On the night of the meeting hundreds attended the Capitol Hill rally and it was live-streamed to council delegates. The rally featured a diverse range of speakers, including Teamster member Christina Lopez who spoke for FSP and fired up the crowd with her demand for an independent, elected civilian review board to achieve as much community control over the cops as possible.

At the Zoom meeting, the labor council executive board recommended that the police union be removed. Executive Director Nicole Grant, who cheer-led for a problematic police contract only two years before, strongly advocated for expulsion. Clearly the movement in the streets was already having a remarkable impact on labor’s proceedings.


Counting both delegates and guests, the meeting swelled to over 300. When the motion to expel SPOG hit the floor, over 60 delegates got on the list to speak. Many, representing public worker and service industry unions, spoke eloquently of the need to stand against the racist violence of the police.

When speaking about the urgency of taking a stand, Gabriel Prawl, a Black leader in the International Longshore Workers Union, asked, “If not now, when?” Several delegates talked about how SPOG has vigorously opposed reforms imposed by a federal judge meant to curb excessive use of force, and how being a part of the labor council helped them win a contract that shielded cops from accountability. I added that the cops did not belong in the AFL-CIO because of their role in capitalist society as strikebreakers and the armed enforcers of the racist status quo.


Conservative unions from the building trades strongly opposed expulsion, but the Carpenters Union broke ranks, thanks largely to FSP member Patrick Burns who has steadfastly promoted rank-and-file activism within his carpenters local. The Ironworkers’ representative argued that removing SPOG would put us on a slippery slope of expelling unions right and left. A teachers’ union delegate responded that the real slippery slope was when the council let SPOG join the labor council in 2014.


Finally it was time to vote. The first poll of delegates showed that 63 percent favored removing SPOG. But then a roll call vote was demanded, which means that each union votes again, but is apportioned a number of votes according to how many members they have and the per capita dues they can afford to pay. This gives the larger affiliates more sway. 

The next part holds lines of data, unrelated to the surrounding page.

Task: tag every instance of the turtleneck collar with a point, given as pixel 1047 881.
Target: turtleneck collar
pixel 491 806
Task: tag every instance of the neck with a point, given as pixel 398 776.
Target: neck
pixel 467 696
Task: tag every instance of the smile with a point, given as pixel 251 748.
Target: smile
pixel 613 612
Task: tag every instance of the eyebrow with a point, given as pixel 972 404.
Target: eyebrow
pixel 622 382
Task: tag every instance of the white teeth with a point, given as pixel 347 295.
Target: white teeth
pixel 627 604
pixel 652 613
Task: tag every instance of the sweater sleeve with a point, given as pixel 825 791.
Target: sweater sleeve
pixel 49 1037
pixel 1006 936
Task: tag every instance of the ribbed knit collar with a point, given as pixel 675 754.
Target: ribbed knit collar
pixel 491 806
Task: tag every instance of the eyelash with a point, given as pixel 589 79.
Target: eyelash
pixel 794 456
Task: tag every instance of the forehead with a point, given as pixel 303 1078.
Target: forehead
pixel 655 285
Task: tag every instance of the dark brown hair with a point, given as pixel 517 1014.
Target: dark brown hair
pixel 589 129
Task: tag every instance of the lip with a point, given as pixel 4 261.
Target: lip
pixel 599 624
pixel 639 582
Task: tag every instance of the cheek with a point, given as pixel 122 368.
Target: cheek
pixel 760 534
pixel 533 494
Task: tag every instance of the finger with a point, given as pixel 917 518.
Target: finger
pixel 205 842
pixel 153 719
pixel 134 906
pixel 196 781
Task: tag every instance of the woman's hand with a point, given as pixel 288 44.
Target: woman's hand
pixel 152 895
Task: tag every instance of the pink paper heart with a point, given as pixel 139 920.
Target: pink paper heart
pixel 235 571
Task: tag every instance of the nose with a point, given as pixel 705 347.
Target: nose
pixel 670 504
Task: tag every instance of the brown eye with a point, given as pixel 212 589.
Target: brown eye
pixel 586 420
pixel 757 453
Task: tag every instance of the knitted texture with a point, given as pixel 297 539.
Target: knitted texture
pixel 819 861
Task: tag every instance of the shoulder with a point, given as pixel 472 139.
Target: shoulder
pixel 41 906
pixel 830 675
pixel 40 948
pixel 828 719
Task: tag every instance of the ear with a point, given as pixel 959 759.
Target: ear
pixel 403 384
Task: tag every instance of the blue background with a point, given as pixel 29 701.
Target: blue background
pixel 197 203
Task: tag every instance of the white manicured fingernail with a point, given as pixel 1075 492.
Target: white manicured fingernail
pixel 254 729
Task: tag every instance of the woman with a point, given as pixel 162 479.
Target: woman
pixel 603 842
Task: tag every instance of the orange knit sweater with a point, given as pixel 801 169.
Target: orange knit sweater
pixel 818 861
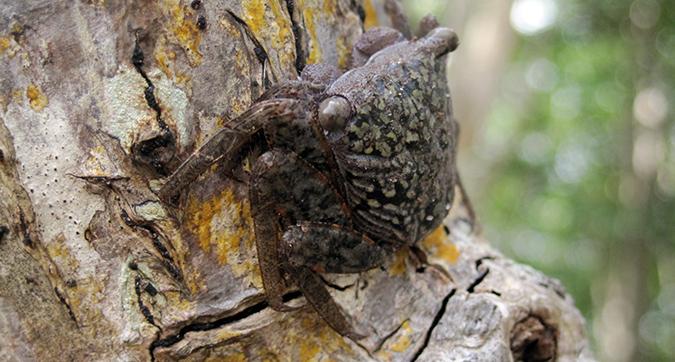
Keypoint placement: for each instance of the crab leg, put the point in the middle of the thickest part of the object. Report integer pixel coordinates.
(228, 142)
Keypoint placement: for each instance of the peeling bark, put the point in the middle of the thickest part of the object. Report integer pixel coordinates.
(100, 100)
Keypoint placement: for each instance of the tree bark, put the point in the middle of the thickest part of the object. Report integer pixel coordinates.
(101, 99)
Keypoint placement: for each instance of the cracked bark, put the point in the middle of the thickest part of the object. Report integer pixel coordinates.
(101, 99)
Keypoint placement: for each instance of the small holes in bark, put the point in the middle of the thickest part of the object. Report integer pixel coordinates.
(533, 340)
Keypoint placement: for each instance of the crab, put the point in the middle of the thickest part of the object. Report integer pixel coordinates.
(355, 165)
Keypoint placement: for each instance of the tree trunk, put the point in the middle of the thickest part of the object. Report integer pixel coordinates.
(101, 99)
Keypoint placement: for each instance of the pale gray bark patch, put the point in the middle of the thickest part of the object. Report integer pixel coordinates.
(93, 266)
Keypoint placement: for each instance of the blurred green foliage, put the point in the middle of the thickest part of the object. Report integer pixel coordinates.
(579, 145)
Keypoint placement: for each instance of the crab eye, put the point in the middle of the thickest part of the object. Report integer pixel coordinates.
(333, 113)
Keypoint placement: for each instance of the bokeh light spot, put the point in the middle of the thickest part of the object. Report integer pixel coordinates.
(530, 17)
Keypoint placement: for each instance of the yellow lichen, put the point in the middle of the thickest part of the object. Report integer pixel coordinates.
(315, 50)
(403, 341)
(343, 52)
(329, 6)
(164, 58)
(224, 227)
(254, 14)
(184, 29)
(284, 35)
(371, 15)
(38, 101)
(440, 247)
(4, 44)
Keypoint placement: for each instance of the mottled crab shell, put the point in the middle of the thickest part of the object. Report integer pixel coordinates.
(395, 148)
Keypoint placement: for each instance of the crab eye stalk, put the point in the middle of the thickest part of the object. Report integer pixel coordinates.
(441, 41)
(333, 113)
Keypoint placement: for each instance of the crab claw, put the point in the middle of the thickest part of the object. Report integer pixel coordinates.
(333, 113)
(441, 41)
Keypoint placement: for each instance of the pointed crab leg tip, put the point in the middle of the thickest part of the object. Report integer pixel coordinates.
(444, 40)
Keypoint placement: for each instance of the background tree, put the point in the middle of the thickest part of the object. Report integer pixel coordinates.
(567, 117)
(101, 100)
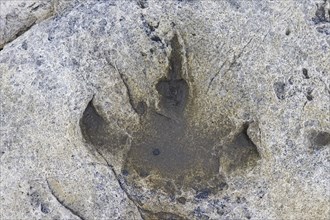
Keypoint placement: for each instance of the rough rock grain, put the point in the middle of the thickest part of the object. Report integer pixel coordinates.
(105, 105)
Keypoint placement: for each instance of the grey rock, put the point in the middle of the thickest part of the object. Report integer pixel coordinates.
(168, 110)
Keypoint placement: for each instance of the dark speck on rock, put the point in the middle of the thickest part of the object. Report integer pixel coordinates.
(44, 208)
(156, 152)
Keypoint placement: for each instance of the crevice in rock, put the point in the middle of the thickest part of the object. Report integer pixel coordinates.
(75, 213)
(121, 185)
(18, 34)
(128, 90)
(149, 215)
(231, 65)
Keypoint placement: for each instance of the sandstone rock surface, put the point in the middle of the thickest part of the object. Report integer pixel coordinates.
(168, 110)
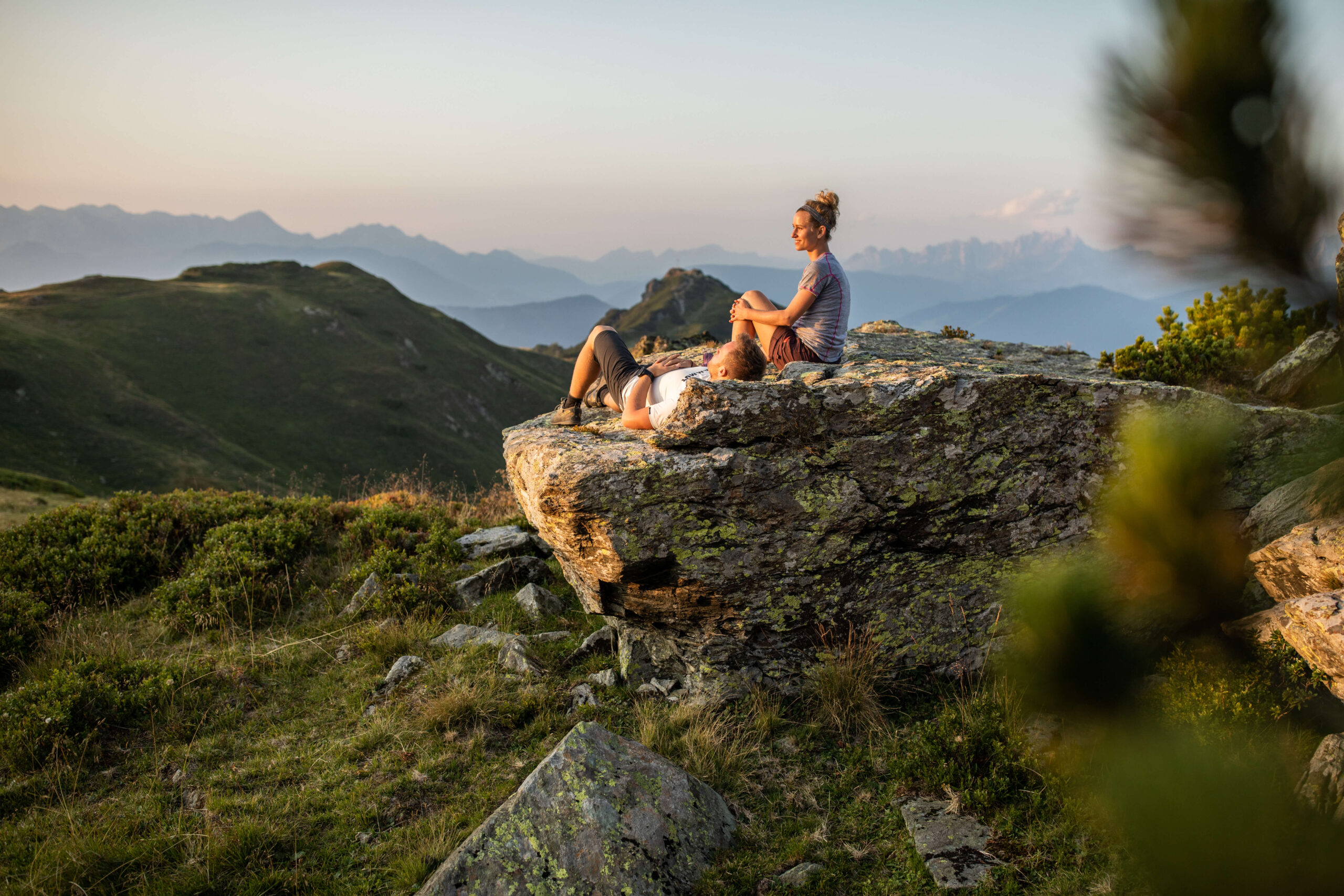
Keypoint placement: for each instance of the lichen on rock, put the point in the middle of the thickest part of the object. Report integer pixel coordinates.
(891, 492)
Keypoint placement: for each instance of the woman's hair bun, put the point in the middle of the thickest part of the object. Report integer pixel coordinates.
(827, 206)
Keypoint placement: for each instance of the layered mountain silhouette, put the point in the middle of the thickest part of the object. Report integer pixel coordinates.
(230, 374)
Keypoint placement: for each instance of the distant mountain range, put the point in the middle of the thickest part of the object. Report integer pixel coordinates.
(510, 297)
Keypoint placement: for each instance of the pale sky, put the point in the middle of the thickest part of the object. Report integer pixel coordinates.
(575, 128)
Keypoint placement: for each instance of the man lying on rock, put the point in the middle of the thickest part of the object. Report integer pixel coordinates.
(606, 375)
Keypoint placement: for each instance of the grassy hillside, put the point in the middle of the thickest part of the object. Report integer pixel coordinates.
(243, 371)
(682, 304)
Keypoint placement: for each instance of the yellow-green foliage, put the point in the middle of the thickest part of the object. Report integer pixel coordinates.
(1227, 339)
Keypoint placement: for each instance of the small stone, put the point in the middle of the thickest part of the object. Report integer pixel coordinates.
(601, 641)
(800, 875)
(401, 671)
(952, 846)
(515, 659)
(370, 589)
(606, 679)
(538, 602)
(581, 695)
(474, 589)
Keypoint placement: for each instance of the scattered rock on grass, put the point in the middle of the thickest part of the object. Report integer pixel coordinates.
(581, 695)
(952, 846)
(800, 875)
(515, 659)
(503, 539)
(474, 589)
(601, 813)
(601, 641)
(538, 602)
(371, 587)
(1323, 784)
(401, 671)
(608, 679)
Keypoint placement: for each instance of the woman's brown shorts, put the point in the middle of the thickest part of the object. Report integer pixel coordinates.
(786, 347)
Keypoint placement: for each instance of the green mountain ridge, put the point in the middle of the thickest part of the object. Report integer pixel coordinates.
(236, 373)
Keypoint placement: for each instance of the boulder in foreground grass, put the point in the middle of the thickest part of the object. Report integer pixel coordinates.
(952, 846)
(502, 539)
(474, 589)
(600, 815)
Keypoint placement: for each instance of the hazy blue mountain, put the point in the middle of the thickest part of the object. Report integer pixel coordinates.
(1088, 318)
(47, 245)
(561, 320)
(1037, 262)
(624, 265)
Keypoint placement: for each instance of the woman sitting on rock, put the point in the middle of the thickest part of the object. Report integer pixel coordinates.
(814, 327)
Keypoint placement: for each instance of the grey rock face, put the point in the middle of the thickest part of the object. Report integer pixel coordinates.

As dozens of locals voted one by one during the roll call, I checked my texts and saw audible groans over the tedium of labor’s process, which stretched out to nearly ten o’clock. But when the final tally was announced, MLK Labor voted to kick out SPOG with 55 percent of the vote! 


What next?
This was an exhilarating step forward for labor, but conservative union leaders will not forget this defeat and will be looking to reverse it. Organizing a successful defense of the SPOG expulsion will help other labor councils throughout the country take similar action.

The stage is set for the power of labor to connect with community protests in a united struggle for racial justice, which is closely tied to the fight for economic justice, especially in the COVID-19 era. We can build a movement that pushes for real reforms to rein in racist police violence, and that demands taxing the rich to fund expanded education, healthcare, and other services that are needed most in communities of color. First on the agenda will be to stop
drastic cuts to these vital services and layoffs of the public workers that provide them.  Already, Democratic and Republican politicians alike are pushing these austerity measures as a way to fill gaping budget holes. 

Today we can savor the exciting victory in the Martin Luther King Jr. County Labor Council. And get ready to organize!